The cephalic section is used to fill the medial defect, and the remainder of the femoral neck to reconstruct the inferior margin. The edges of the head fragment should be bevelled to encourage a flush fit. Impact the bone gradually and carefully, bearing in mind that screw fixation is not possible.
3. Combined destruction of the margin, medial wall and one of the two columns
In this situation, the technique described above will not work because there is no lateral support for the graft. Instead, you need to use a very large graft shaped from a distal femur or giant femoral head. This fragment will no longer be blocked frontally, but along the sagittal plane between the pelvic ring and the remaining ilium. It may be useful to screw the cranial part for greater stability and therefore comfort during the final stages of preparation. The hook gets inserted beneath the cortical part, which reconstructs the margin and the bony acetabulum, the latter carved out of the cancellous bone, usually between the two femoral condyles of the allograft (Fig. 17).
There are two possibilities.
1. Discontinuity due to destruction of the columns but with an intact, continuous and solid inferior margin
With this type of defect, the reinforcement device is used for its original indication. The hook has to be inserted beneath the margin then, using a long Steinmann pin inserted into the upper hole of the plate and implanted in the iliac wing, gradually reduce the displacement between the two parts of the iliac bone by using bone-holding forceps to verticalize the nail (Fig. 18).

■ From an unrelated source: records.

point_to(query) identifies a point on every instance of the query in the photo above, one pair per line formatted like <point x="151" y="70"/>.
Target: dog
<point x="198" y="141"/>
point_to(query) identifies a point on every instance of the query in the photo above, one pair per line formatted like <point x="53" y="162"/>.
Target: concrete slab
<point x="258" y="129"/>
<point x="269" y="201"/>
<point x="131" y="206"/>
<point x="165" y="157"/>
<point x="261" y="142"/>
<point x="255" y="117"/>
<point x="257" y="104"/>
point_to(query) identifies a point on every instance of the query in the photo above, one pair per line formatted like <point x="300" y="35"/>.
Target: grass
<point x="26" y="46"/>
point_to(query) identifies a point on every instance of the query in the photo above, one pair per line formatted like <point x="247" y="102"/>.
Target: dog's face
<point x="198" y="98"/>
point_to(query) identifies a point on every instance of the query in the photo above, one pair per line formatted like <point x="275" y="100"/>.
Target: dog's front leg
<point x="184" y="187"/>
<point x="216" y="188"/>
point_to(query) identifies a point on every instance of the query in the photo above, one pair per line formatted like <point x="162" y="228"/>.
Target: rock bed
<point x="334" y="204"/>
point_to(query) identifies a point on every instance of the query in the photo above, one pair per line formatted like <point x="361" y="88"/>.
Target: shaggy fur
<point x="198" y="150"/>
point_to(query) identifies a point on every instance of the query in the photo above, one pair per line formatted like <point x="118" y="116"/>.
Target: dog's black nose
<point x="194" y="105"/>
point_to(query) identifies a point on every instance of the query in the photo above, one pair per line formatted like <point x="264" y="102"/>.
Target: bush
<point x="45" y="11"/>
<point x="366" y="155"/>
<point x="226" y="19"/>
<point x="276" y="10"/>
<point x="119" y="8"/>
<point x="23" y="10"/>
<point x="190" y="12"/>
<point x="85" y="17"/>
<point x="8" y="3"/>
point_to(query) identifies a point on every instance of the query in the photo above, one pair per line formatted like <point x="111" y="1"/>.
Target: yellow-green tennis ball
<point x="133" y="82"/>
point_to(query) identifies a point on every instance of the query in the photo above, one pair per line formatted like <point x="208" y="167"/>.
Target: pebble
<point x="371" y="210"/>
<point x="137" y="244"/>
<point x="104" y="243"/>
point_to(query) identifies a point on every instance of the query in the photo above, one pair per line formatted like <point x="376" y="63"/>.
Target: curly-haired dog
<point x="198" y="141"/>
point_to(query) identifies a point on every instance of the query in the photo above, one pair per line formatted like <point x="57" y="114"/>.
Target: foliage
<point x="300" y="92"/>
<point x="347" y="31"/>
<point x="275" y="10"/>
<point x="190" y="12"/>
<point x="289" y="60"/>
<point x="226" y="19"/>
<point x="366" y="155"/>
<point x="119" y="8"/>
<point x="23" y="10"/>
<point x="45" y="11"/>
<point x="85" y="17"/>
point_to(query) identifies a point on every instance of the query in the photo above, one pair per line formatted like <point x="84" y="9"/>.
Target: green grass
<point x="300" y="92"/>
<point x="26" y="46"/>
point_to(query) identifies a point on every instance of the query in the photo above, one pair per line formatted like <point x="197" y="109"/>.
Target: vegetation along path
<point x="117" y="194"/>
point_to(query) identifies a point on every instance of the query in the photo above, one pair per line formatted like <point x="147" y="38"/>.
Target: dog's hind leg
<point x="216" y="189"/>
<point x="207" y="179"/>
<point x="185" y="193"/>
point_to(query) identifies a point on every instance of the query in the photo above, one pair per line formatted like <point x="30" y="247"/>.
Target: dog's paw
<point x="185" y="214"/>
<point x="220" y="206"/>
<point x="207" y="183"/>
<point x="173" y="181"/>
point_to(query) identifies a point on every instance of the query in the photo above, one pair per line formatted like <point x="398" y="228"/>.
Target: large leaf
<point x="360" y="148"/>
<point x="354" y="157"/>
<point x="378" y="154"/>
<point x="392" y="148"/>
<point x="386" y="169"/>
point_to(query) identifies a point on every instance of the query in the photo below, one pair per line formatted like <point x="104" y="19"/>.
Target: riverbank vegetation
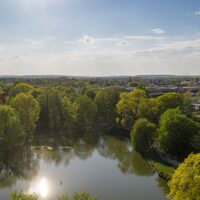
<point x="162" y="129"/>
<point x="76" y="196"/>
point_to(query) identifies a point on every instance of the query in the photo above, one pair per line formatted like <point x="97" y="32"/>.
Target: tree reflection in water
<point x="25" y="164"/>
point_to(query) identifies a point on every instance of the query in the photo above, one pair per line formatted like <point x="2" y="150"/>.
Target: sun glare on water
<point x="43" y="187"/>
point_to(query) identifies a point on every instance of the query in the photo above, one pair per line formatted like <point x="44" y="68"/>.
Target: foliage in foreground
<point x="143" y="134"/>
<point x="176" y="132"/>
<point x="76" y="196"/>
<point x="185" y="183"/>
<point x="22" y="196"/>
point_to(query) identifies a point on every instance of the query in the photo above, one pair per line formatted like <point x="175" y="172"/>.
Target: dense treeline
<point x="165" y="124"/>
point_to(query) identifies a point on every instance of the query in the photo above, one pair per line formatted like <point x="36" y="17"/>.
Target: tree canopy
<point x="21" y="88"/>
<point x="28" y="111"/>
<point x="176" y="132"/>
<point x="143" y="134"/>
<point x="185" y="183"/>
<point x="106" y="101"/>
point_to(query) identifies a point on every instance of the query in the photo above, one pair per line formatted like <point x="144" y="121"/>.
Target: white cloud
<point x="158" y="30"/>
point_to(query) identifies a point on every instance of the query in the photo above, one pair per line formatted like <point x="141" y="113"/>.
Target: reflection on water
<point x="104" y="165"/>
<point x="39" y="187"/>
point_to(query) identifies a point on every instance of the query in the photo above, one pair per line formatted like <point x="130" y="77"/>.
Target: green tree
<point x="22" y="196"/>
<point x="85" y="112"/>
<point x="106" y="101"/>
<point x="176" y="132"/>
<point x="128" y="107"/>
<point x="51" y="115"/>
<point x="21" y="88"/>
<point x="28" y="111"/>
<point x="10" y="128"/>
<point x="185" y="183"/>
<point x="148" y="109"/>
<point x="143" y="135"/>
<point x="174" y="100"/>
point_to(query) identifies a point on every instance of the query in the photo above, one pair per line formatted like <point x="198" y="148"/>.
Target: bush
<point x="142" y="135"/>
<point x="185" y="183"/>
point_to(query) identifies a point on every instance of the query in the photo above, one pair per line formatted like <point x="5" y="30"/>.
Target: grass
<point x="166" y="169"/>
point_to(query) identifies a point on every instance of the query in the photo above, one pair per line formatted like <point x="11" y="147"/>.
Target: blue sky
<point x="99" y="37"/>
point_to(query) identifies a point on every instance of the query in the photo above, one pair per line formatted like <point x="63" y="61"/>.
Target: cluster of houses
<point x="158" y="91"/>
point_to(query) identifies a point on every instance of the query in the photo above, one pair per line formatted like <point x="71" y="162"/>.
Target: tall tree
<point x="50" y="101"/>
<point x="176" y="132"/>
<point x="143" y="135"/>
<point x="85" y="112"/>
<point x="128" y="107"/>
<point x="28" y="111"/>
<point x="106" y="101"/>
<point x="20" y="88"/>
<point x="185" y="183"/>
<point x="10" y="128"/>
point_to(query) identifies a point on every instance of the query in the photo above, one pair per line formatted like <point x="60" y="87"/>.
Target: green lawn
<point x="164" y="168"/>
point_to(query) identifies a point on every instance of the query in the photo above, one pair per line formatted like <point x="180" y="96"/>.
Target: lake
<point x="103" y="165"/>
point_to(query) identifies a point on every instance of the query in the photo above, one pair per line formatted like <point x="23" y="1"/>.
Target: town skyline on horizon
<point x="99" y="38"/>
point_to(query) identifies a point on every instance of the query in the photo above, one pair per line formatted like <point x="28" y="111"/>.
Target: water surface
<point x="104" y="165"/>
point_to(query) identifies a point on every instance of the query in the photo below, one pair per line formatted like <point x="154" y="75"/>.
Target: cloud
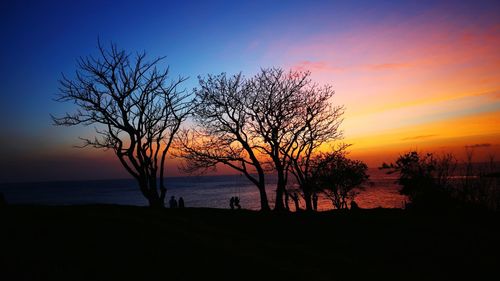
<point x="479" y="145"/>
<point x="419" y="137"/>
<point x="315" y="66"/>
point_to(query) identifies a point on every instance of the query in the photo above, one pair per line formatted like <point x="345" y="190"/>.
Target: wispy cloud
<point x="418" y="137"/>
<point x="479" y="145"/>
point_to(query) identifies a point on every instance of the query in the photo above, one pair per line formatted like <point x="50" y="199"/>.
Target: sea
<point x="212" y="191"/>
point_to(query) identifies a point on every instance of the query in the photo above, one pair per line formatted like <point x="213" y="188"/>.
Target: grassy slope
<point x="119" y="242"/>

Once the displacement has been reduced, the medial and lateral defects can be filled. The final stage is to fix the plate.
2. Discontinuity due to destruction of the columns and disappearance of the inferior margin
There is absolutely no point trying to reduce the discontinuity in this situation. The best thing you can do is fill the defect with a graft and stabilize the assembly. This type of bone loss, which is fortunately rare, pushes the technique to its limits. The reinforcement device cannot alone guarantee a stable reconstruction, and a large graft cannot be stabilized because the pubis and ischium are no longer connected. In these desperate cases, if you want to fill the defect then it is sometimes necessary to begin by fixing the posterior column using a screwed plated in order to restore a certain degree of rigidity, and then embed a massive allograft that will house the device. The screws should be angled upwards and backwards as much as possible, in the hope of finding a solid anchor in the host bone.
Reasons for failure
These are relatively simple and easy to understand. The main causes of early failure are technical errors such as instability of the reinforcement device or not enough graft being used (Fig. 19).
More rarely, the failure is related to graft resorption, probably as a result of poor quality or rare cases of an immunoallergic reaction. Late failure can be caused by wear of the polyethylene, creating a granuloma that gradually resorbs the graft and quickly leads to breakage of the plate or screws (Fig. 20).
The long-term results confirm the reliability and efficacy of this technique, provided the surgeon follows all the stages properly. Technical mistakes will soon be punished. In addition, the quality of the graft and its mechanical resistance are two crucial factors for a long-lasting reconstruction, although I admit we have yet to master these two aspects of the procedure fully. The graft must be resistant in the load-bearing region, and preferably too large rather than too thin.
It is a demanding technique that will succeed only if the surgeon is both patient and thorough. In order to reassure the less experienced, I would like to conclude by saying that even after 27 years in practice, I still sometimes have to redo a reconstruction if I think it is unsatisfactory, and to take intraoperative X-rays to check that the joint has been correctly reconstructed. In return for this thoroughness of approach, I am now seeing patients who, 20 years on from their operation, are enjoying an anatomical and perfectly stable bone reconstruction.